Бри коротко кивнул, и Аравис с Шастой ступили на мост, ведя в поводу лошадей.
— Что стряслось? — прошептал Шаста на ухо Аравис, лицо которой вдруг обрело какое-то непонятное выражение.
— Тебе-то все равно! — воскликнула таркина, тоже шепотом, — Тебе на Ташбаан плевать! А я должна была въехать в город в паланкине, и чтобы впереди шли мои воины, а позади плелись рабы, и меня отнесли бы на пир во дворец тисрока — да живет он вечно! А вместо этого я строю из себя оборвашку! Тебе-то не привыкать…
«Глупая она», — подумал Шаста, но вслух ничего говорить не стал.
У дальнего конца моста возвышалась крепостная стена с огромными, распахнутыми настежь бронзовыми воротами. Стена была столь высока, а ворота столь громадны, что мощенная камнем дорога казалась узенькой тропкой. У ворот, опираясь на копья, стояли с полдюжины солдат. Аравис посмотрела на Шасту с таким видом, словно хотела сказать: «Погоди, вот назову свое имя, и все они сразу встанут, как положено, и на караул возьмут». Шасте, впрочем, хотелось совсем другого — чтобы солдаты не привязались к ним и не стали задавать вопросов. По счастью, так и вышло. Лишь один из стражников швырнул в Шасту морковкой из корзины проходившего мимо крестьянина и хрипло рассмеялся.
— Эй, ты, конюх! — крикнул солдат. — И взбрело тебе в башку на боевом коне мешки возить! Влетит же тебе от хозяина, коли он проведает!
Сердце мальчика ушло в пятки: значит, как они ни старались, все впустую — Бри за вьючную лошадь примет разве что полный тупица.
— Хозяин знает, — пролепетал Шаста. — Он мне и велел…
И тут же пожалел о своих словах, потому что солдат отвесил ему оплеуху, и мальчик едва не плюхнулся наземь.
— Придержи язык, раб, — процедил солдат, — Я тебе покажу, как со свободным человеком спорить, северное отродье!
Шаста заплакал. Другой солдат нетерпеливо махнул рукой: мол, проваливайте, да поскорее. Путники поспешили выполнить приказ.
За воротами, как ни удивительно, ничто не напоминало о том великолепном городе, каким Ташбаан выглядел издали. Узенькие улочки, глухие стены домов с редкими оконцами… Кругом толпился народ: крестьяне, направлявшиеся на рынок, продавцы воды и сладостей, носильщики, солдаты, попрошайки, босоногие рабы, стайки детей в лохмотьях; под ногами крутились куры и бродячие собаки. В ноздри ударила вонь — запах немытых человеческих тел, к которому примешивались запахи лука и чеснока и смрад, исходивший от бесчисленных мусорных куч.

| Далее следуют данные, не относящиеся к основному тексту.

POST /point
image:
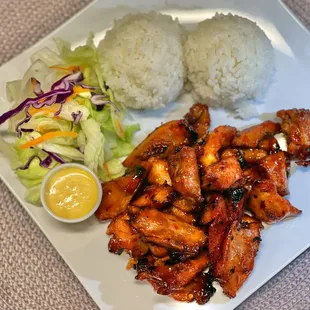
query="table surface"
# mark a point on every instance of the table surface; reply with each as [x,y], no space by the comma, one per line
[32,273]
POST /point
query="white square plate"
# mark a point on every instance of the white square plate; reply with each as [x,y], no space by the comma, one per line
[84,246]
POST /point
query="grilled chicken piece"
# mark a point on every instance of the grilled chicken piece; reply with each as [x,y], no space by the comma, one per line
[168,278]
[250,176]
[162,141]
[269,144]
[222,175]
[215,209]
[250,156]
[184,173]
[124,237]
[183,216]
[215,215]
[155,196]
[157,250]
[219,138]
[267,205]
[159,172]
[250,137]
[186,204]
[274,168]
[296,125]
[239,252]
[236,199]
[200,289]
[168,231]
[199,117]
[116,194]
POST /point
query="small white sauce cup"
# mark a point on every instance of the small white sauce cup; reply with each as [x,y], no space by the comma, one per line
[64,166]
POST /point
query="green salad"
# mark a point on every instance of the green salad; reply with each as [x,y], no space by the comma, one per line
[62,111]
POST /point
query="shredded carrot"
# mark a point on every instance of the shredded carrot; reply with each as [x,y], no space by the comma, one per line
[121,130]
[76,90]
[41,100]
[32,111]
[33,83]
[107,169]
[70,68]
[48,136]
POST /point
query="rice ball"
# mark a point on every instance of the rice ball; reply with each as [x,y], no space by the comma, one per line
[229,60]
[142,60]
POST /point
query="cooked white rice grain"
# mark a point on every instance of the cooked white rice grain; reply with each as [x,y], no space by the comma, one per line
[142,60]
[229,60]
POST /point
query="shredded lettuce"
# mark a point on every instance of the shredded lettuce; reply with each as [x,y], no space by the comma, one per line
[46,55]
[103,139]
[112,169]
[33,195]
[94,148]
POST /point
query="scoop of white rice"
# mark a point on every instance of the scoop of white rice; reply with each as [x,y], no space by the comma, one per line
[229,60]
[142,60]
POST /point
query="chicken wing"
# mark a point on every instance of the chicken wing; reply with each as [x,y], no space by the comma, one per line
[168,231]
[215,215]
[124,237]
[239,252]
[162,141]
[274,168]
[159,172]
[236,199]
[250,137]
[116,194]
[157,250]
[267,205]
[183,216]
[186,204]
[269,144]
[296,125]
[215,209]
[220,137]
[250,176]
[200,289]
[250,156]
[155,196]
[199,117]
[169,278]
[221,175]
[184,173]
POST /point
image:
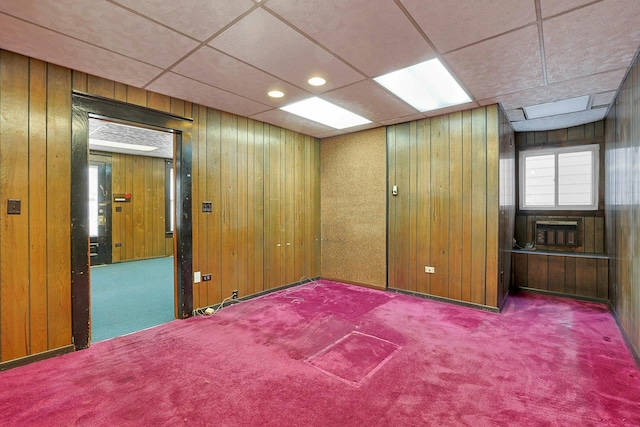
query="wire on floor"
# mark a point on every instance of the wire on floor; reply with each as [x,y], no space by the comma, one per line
[210,310]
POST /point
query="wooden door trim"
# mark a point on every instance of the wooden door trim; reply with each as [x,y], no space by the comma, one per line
[82,106]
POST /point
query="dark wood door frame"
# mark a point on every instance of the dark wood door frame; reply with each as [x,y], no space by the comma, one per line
[84,105]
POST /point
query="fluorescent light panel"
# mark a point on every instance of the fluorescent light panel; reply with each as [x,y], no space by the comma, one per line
[120,145]
[571,105]
[326,113]
[425,86]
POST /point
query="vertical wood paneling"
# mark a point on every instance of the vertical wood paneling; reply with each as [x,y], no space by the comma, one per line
[289,209]
[439,193]
[493,206]
[299,182]
[14,184]
[229,203]
[467,207]
[242,236]
[35,166]
[258,207]
[538,272]
[570,275]
[456,206]
[403,207]
[478,204]
[423,205]
[38,206]
[213,170]
[586,276]
[622,204]
[59,202]
[139,228]
[275,216]
[521,270]
[415,270]
[556,274]
[581,276]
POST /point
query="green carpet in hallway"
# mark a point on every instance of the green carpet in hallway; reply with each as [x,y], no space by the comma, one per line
[130,296]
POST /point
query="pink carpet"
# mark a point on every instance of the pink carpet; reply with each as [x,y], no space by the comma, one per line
[330,354]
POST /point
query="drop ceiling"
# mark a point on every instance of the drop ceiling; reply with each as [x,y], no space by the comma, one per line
[229,54]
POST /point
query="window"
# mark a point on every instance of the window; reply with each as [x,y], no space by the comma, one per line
[93,200]
[559,178]
[169,211]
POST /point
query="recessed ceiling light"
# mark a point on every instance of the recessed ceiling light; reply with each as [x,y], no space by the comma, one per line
[425,86]
[95,143]
[316,81]
[571,105]
[324,112]
[276,93]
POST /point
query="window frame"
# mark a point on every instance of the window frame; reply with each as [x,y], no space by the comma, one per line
[556,151]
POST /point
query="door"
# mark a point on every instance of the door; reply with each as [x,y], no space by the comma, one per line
[99,212]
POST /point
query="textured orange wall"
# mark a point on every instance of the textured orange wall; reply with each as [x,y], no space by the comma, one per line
[353,207]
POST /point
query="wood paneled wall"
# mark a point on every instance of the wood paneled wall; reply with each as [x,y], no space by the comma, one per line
[138,231]
[264,182]
[354,198]
[448,208]
[622,204]
[571,275]
[591,223]
[35,153]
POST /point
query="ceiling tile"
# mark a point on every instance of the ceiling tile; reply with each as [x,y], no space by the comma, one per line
[178,86]
[266,42]
[222,71]
[197,18]
[554,7]
[374,36]
[560,122]
[558,91]
[404,119]
[452,109]
[346,131]
[453,24]
[370,100]
[28,39]
[292,122]
[515,115]
[500,65]
[605,98]
[585,42]
[106,25]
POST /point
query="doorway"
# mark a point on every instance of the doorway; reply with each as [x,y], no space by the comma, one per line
[99,212]
[84,107]
[131,228]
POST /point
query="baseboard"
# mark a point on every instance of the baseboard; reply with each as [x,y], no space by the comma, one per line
[36,357]
[447,300]
[261,293]
[561,294]
[364,285]
[625,336]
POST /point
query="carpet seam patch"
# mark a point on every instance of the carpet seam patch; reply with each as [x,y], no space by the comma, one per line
[309,360]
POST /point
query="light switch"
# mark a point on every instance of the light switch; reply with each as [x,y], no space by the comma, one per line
[13,206]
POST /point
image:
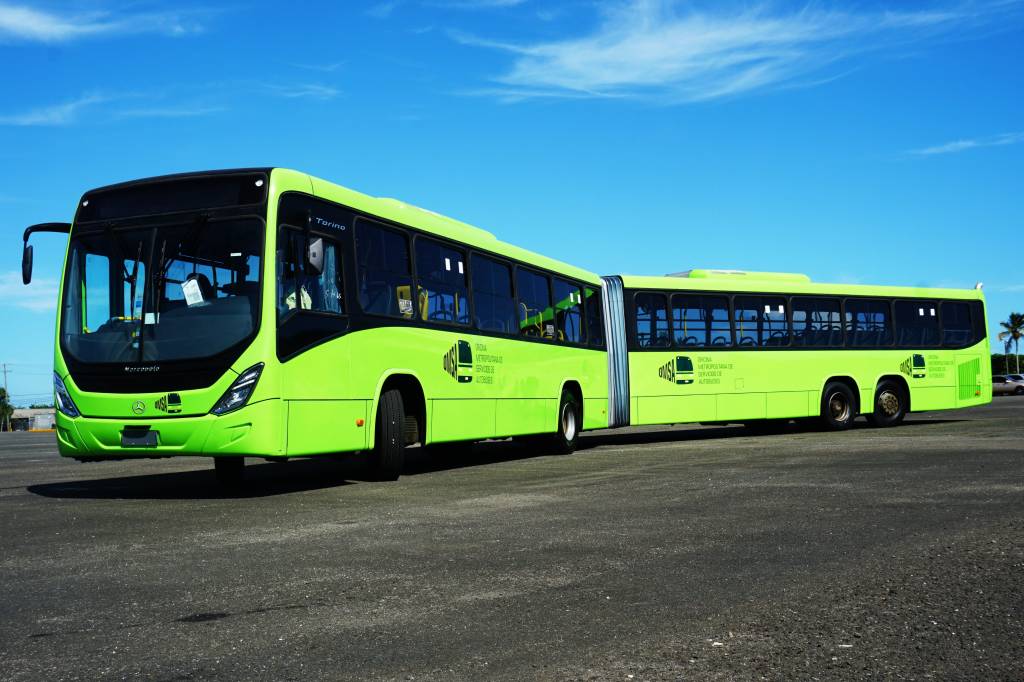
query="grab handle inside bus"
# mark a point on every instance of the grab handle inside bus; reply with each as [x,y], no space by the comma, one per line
[62,227]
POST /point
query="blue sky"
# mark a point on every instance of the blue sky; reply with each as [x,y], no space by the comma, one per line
[864,142]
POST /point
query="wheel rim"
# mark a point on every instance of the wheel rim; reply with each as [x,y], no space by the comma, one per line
[568,422]
[839,407]
[889,403]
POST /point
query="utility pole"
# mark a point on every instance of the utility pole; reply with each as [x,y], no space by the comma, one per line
[6,393]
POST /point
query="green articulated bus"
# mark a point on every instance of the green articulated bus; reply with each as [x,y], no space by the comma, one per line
[264,312]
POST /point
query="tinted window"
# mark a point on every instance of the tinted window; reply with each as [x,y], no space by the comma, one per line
[536,317]
[384,276]
[700,321]
[760,321]
[595,316]
[816,323]
[440,274]
[568,311]
[955,325]
[652,322]
[493,295]
[916,324]
[867,323]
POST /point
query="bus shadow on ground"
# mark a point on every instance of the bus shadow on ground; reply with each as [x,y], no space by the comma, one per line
[264,479]
[268,479]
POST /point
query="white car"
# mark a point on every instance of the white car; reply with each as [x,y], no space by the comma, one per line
[1005,385]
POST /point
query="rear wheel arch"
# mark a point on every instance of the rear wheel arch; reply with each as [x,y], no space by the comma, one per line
[573,387]
[899,380]
[850,382]
[414,401]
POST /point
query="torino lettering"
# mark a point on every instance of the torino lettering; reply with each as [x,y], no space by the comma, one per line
[668,371]
[451,361]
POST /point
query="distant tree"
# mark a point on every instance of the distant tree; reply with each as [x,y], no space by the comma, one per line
[6,410]
[1013,331]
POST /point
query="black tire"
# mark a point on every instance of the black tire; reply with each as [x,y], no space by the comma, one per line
[838,407]
[230,471]
[388,455]
[890,405]
[569,422]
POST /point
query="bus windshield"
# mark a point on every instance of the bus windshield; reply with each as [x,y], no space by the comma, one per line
[147,294]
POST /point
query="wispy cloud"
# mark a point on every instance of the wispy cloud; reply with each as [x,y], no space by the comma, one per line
[970,143]
[383,9]
[54,115]
[169,113]
[22,23]
[40,296]
[322,68]
[302,90]
[657,49]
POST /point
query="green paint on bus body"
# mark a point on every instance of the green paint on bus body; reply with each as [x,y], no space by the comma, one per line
[733,384]
[325,398]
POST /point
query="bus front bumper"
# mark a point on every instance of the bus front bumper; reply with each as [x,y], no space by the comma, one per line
[256,429]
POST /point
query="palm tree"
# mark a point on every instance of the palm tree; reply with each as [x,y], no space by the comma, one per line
[1014,327]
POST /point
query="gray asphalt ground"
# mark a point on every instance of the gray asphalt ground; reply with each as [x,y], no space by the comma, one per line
[684,553]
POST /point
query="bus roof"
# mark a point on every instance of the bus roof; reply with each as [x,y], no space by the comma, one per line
[414,216]
[782,283]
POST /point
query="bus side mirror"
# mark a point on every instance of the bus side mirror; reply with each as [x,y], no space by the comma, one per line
[27,264]
[314,256]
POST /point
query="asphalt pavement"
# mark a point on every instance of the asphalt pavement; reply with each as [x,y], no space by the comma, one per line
[672,553]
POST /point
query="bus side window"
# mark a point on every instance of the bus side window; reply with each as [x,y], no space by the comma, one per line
[867,323]
[689,321]
[816,323]
[493,302]
[955,325]
[916,324]
[536,317]
[384,272]
[440,271]
[595,317]
[652,321]
[568,311]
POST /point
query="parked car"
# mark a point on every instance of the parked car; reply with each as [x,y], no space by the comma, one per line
[1007,386]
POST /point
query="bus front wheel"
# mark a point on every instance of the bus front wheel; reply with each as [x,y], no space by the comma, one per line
[569,423]
[890,405]
[389,443]
[837,406]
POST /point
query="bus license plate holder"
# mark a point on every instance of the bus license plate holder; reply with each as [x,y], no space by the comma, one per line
[134,436]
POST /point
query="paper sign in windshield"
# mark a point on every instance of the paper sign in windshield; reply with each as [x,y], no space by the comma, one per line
[193,295]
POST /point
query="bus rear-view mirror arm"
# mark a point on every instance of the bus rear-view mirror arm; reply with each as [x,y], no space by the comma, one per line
[62,227]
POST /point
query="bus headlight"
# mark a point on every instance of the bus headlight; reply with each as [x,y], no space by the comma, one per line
[62,398]
[238,393]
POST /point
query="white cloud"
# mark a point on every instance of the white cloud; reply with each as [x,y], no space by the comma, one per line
[169,113]
[20,23]
[54,115]
[971,143]
[298,90]
[651,48]
[40,296]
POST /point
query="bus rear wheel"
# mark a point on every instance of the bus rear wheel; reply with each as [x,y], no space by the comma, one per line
[230,471]
[388,454]
[837,407]
[890,405]
[569,422]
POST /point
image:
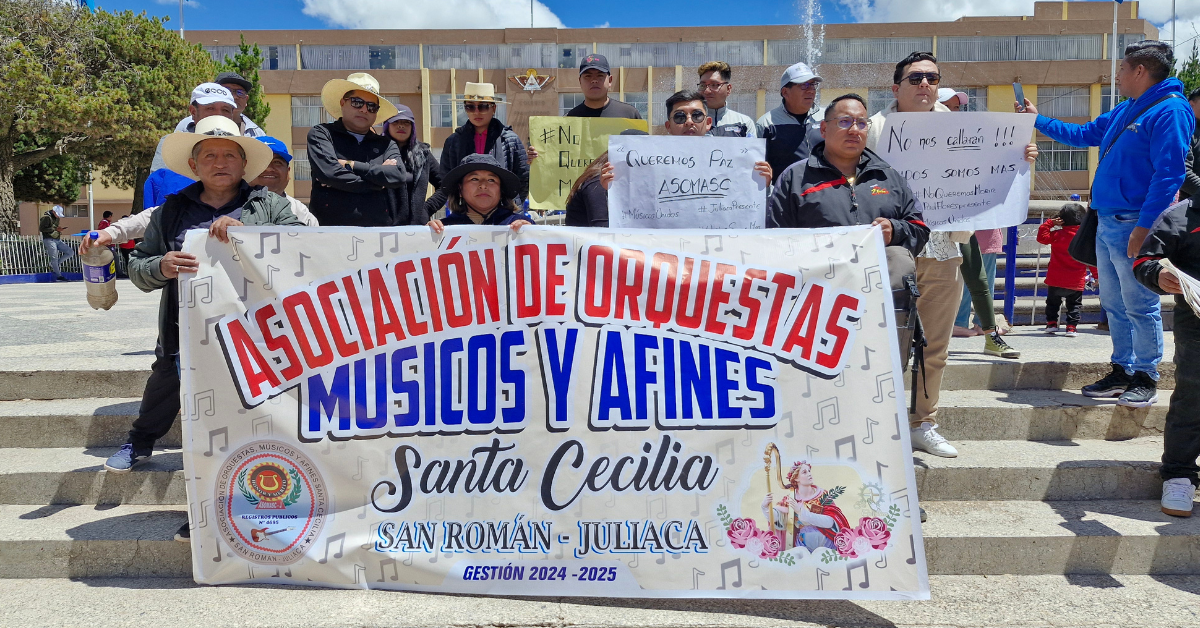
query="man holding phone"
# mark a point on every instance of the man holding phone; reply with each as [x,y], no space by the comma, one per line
[1143,144]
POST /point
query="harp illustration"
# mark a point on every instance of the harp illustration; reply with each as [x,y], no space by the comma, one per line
[774,468]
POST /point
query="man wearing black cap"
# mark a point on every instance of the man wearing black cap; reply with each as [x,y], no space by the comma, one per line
[240,89]
[595,81]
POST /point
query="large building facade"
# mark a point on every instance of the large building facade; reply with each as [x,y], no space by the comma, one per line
[1061,54]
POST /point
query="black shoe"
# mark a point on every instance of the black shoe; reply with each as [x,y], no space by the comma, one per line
[1110,386]
[1141,393]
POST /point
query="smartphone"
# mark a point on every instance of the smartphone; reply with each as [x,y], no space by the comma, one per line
[1020,96]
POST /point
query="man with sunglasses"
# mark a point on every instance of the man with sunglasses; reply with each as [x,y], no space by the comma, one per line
[791,130]
[715,87]
[353,167]
[843,184]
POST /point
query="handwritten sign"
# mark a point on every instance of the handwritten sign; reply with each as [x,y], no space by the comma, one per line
[565,148]
[966,169]
[699,183]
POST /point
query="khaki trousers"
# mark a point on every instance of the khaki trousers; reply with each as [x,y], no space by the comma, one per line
[941,293]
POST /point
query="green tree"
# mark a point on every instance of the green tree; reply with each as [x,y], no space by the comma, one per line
[102,87]
[246,63]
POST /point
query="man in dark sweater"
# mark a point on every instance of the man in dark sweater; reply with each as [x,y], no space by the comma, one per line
[1176,237]
[353,168]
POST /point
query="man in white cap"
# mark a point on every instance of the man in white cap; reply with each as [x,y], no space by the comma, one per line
[791,130]
[954,101]
[55,249]
[353,167]
[223,161]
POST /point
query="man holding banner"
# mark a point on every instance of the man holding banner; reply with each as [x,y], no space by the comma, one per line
[844,184]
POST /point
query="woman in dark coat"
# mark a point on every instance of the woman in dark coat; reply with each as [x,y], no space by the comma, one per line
[411,205]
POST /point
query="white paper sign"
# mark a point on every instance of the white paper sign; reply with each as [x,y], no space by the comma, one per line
[687,183]
[966,169]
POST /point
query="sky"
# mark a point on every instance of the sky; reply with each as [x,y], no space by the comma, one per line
[252,15]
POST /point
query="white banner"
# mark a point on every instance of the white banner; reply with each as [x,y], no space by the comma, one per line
[687,183]
[966,169]
[562,412]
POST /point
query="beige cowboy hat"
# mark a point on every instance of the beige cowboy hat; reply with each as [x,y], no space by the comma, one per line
[333,93]
[177,149]
[479,93]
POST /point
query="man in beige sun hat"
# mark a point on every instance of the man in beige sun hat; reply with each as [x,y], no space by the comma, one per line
[222,162]
[353,168]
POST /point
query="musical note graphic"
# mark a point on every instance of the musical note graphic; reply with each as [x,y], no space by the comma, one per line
[850,441]
[850,568]
[354,249]
[270,271]
[868,273]
[262,244]
[223,432]
[300,273]
[736,563]
[341,544]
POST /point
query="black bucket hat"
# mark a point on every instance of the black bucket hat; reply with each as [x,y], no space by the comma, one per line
[480,162]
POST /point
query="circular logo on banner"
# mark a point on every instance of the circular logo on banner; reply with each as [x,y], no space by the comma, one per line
[271,502]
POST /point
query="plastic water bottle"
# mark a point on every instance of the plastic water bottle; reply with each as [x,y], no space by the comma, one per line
[100,275]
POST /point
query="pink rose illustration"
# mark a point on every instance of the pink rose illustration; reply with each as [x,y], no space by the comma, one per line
[846,543]
[742,531]
[875,531]
[771,544]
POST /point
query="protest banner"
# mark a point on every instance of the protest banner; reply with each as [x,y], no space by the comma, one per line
[687,183]
[565,148]
[558,412]
[966,169]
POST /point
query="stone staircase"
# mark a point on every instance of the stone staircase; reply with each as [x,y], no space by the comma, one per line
[1047,480]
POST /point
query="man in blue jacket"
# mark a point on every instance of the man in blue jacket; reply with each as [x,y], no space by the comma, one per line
[1143,144]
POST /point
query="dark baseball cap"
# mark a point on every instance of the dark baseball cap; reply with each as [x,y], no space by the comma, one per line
[595,61]
[226,78]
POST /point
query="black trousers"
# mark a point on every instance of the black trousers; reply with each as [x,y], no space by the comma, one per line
[1055,297]
[160,402]
[1181,441]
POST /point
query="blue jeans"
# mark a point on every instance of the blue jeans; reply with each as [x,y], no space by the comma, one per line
[989,264]
[1135,321]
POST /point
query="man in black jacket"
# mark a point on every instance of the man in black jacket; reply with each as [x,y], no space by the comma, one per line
[843,183]
[353,168]
[1176,237]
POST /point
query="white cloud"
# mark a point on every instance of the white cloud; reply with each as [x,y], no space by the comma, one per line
[431,15]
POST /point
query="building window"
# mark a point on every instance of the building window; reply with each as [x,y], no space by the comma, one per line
[877,99]
[309,111]
[569,101]
[1065,101]
[1054,156]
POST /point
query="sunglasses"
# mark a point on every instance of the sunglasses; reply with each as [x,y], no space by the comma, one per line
[682,117]
[917,77]
[845,123]
[358,103]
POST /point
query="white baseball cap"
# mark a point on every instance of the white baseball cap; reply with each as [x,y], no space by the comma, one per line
[798,73]
[945,94]
[210,93]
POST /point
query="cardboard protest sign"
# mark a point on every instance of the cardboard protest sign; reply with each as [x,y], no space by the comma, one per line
[966,169]
[565,148]
[559,412]
[687,183]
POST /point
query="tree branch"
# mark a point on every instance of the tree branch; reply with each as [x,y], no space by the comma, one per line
[30,157]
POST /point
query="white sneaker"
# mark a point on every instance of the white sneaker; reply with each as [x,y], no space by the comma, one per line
[928,440]
[1179,495]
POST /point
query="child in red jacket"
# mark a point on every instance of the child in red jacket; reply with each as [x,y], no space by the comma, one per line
[1066,277]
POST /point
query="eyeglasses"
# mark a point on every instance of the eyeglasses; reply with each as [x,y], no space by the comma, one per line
[358,103]
[681,117]
[845,123]
[917,77]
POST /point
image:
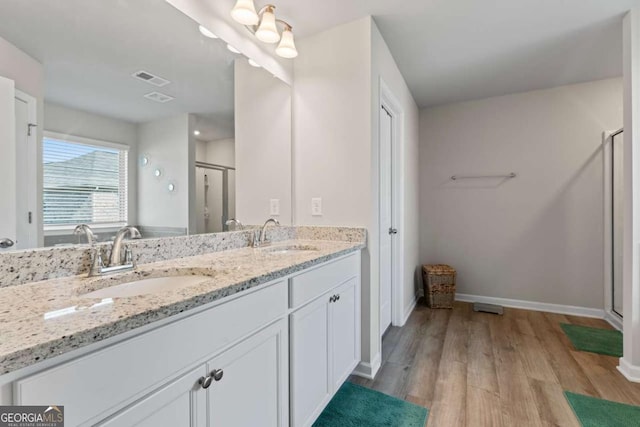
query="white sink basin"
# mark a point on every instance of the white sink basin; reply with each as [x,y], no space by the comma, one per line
[289,249]
[147,286]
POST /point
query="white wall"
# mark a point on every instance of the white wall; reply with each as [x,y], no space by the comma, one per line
[335,130]
[538,237]
[69,121]
[167,143]
[28,75]
[262,144]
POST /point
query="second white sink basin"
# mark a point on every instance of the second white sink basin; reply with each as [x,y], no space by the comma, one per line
[289,249]
[147,286]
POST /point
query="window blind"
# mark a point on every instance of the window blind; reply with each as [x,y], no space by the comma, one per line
[83,183]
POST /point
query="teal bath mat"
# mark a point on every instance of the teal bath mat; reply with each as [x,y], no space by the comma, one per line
[592,412]
[594,340]
[356,406]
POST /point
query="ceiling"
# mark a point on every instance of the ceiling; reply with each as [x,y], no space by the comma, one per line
[90,48]
[457,50]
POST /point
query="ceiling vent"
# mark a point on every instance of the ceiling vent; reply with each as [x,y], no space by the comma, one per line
[159,97]
[151,79]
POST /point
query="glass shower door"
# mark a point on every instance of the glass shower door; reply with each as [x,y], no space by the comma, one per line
[617,210]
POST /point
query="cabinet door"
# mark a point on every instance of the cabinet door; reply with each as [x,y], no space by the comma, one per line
[182,402]
[310,384]
[253,382]
[345,332]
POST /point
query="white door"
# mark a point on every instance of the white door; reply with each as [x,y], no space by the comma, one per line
[182,402]
[250,386]
[310,384]
[386,218]
[345,347]
[26,158]
[8,229]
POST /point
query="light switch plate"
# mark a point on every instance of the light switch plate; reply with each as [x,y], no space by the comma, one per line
[316,206]
[274,207]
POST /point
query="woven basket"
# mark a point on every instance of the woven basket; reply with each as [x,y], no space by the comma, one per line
[439,285]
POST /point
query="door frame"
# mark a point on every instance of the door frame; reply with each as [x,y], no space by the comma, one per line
[607,157]
[389,102]
[30,176]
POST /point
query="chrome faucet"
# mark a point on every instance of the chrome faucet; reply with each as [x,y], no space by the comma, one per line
[116,251]
[238,224]
[86,230]
[116,262]
[258,239]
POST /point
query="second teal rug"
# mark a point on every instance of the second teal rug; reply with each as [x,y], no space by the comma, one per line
[592,412]
[356,406]
[594,340]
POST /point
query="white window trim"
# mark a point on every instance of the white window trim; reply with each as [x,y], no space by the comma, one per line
[56,230]
[85,141]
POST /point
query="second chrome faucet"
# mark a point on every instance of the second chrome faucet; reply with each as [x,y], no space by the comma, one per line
[118,261]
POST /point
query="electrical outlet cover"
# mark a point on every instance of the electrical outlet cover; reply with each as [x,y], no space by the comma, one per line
[274,207]
[316,206]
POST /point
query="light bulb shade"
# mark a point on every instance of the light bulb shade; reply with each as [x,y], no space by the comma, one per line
[244,12]
[287,48]
[267,31]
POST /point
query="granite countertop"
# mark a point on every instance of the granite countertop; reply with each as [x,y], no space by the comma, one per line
[44,319]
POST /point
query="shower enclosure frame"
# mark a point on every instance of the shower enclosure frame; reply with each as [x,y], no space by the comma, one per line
[610,314]
[225,188]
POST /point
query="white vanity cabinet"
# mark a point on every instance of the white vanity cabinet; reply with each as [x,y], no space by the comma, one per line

Шаста притворялся, будто ведет коня, на самом же деле это Бри, который знал дорогу, вел мальчика, изредка незаметно подталкивая его носом. Вскоре свернули налево и двинулись в гору. Понемногу становилось свежее, вонь отступала, вдоль улицы появились деревья; дома остались только справа, а слева они словно провалились куда-то вниз, явив взгляду крыши. Неожиданно улица круто повернула и устремилась в противоположную сторону, по-прежнему забирая вверх. Так, зигзагами, она вела путников к центру Ташбаана. Улицы на глазах делались чище, а дома — роскошнее; повсюду виднелись статуи богов и калорменских героев, внушавшие трепет своими суровыми ликами. Пальмовые деревья отбрасывали тень, арки манили живительной прохладой; за арками взору открывались уютные дворики с деревьями и фонтанами.
Перед каждым поворотом Шаста утешал себя мыслью, что уж теперь-то они выберутся из толпы, но всякий раз его надежды оказывались тщетными. Толпа вынуждала двигаться куда медленнее, чем хотелось; да еще приходилось останавливаться, когда раздавались громкие крики: «Дорогу, дорогу таркаану!» или «Дорогу таркине!», или «Дорогу пятнадцатому визирю!», или «Дорогу послу!» И все поспешно пятились, прижимались к стенам домов, а некоторое время спустя появлялись те, о ком возвещали глашатаи: высокородные кавалеры и дамы, возлежавшие в паланкинах; а паланкины эти несли на плечах когда четверо, а когда и шестеро рабов. По-видимому, правила уличного движения в Ташбаане были на редкость просты: коли не хочешь отведать кнута или получить по спине тупым концом копья, уступи дорогу тому, кто выше тебя по праву рождения или по должности.